Summary Depleted hydrocarbon reservoirs are attractive targets for gas storage and carbon dioxide (CO2) disposal because of proven storage capacity and seal integrity, existing infrastructure, and other reasons. Optimum well completion and injection design in depleted reservoirs would require understanding of important rock-mechanics issues considering rock/fluid-interaction effects (e.g., drillability and completion of new wells, maximum-sustainable-storage pressures avoiding fracturing, and fault reactivations). Building a field-specific geomechanical model calibrated with well and production data is a prerequisite for addressing these issues. Through a case study, this paper demonstrates a systematic approach for geomechanical risk assessments for CO2 storage in depleted reservoirs.
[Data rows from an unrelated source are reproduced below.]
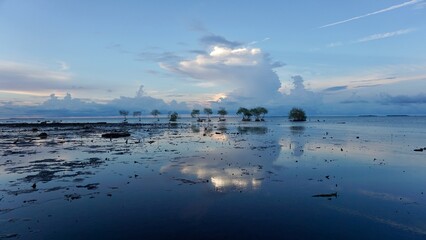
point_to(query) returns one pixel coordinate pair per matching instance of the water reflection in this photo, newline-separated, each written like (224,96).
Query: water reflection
(297,130)
(228,161)
(252,130)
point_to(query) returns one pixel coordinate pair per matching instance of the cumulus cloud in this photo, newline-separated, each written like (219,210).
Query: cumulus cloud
(335,88)
(219,41)
(68,106)
(403,99)
(246,72)
(31,79)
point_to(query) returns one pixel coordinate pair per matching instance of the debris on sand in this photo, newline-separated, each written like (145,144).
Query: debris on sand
(326,195)
(116,135)
(91,186)
(73,196)
(42,135)
(9,235)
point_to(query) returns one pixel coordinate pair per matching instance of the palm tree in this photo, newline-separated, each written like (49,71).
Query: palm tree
(173,116)
(246,113)
(262,111)
(297,115)
(196,114)
(222,112)
(155,113)
(208,111)
(137,114)
(124,113)
(256,113)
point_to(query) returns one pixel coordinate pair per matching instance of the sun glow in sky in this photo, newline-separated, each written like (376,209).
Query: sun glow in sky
(329,57)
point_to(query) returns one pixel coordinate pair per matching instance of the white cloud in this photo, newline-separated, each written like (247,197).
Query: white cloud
(412,2)
(31,79)
(379,36)
(246,72)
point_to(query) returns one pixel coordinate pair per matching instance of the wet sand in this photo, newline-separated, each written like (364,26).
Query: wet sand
(220,180)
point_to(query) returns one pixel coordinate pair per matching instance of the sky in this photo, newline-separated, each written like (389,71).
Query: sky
(93,58)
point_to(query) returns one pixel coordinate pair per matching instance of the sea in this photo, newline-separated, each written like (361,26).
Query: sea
(358,177)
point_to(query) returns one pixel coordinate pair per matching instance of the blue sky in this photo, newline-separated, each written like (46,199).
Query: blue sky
(329,57)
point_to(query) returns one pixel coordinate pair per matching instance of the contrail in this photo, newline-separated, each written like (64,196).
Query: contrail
(374,13)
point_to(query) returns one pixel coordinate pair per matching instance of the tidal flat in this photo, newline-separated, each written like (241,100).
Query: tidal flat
(327,178)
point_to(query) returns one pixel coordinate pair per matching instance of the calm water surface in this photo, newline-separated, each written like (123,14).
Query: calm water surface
(233,180)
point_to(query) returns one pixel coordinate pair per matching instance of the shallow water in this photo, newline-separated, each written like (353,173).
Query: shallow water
(214,180)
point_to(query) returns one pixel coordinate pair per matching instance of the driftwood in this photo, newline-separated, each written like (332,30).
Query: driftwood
(326,195)
(116,135)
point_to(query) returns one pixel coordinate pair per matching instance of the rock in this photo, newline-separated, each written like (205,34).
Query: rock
(42,135)
(326,195)
(116,135)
A depleted gas reservoir at a 4,050-ft depth with the current pressure of 45 psi is considered in this study for CO2 sequestration. The study used offset-well drilling and wireline-log data to derive field stresses, formation pressure, rock strength, and elastic properties. A practical workflow was developed to characterize the interaction between pressure depletion and fracture-gradient changes. In this particular case, the results showed that the fracture gradient (FG) was as low as approximately 9.3 lbm/gal, and the wellbore-collapse pressure in the overburden shale was highly dependent on the well trajectory. If an operating mud-weight window of 0.5 lbm/ gal is required, the well inclination should be below 65° if it is planned to be oriented toward the minimum-horizontal-stress (Shmin) direction, or less than 45° if toward the maximum-horizontal-stress (Shmax) direction, to mitigate drilling risks. Field data and analytical-sanding evaluations indicate no sand-control installation would be needed for injectors. Fracturing and faulting assessments confirm that the critical pressures for fault reactivation and fracturing of caprock are significantly higher than the planned CO2-injection and -storage pressures. However, the initial CO2 injection could lead to a temperature in the near-wellbore region as low as 0.7°C. There is a high risk that a fault with cohesion of less than 780 psi could be activated because of the significant effect of reduced temperature on field stresses, and it is therefore recommended that the CO2 injectors be placed in fault-free regions.
The methodology and overall workflow presented in this paper are expected to assist well engineers and geoscientists with geomechanical assessments for optimum well-completion and injection design for both natural-gas and CO2 storage in depleted reservoirs.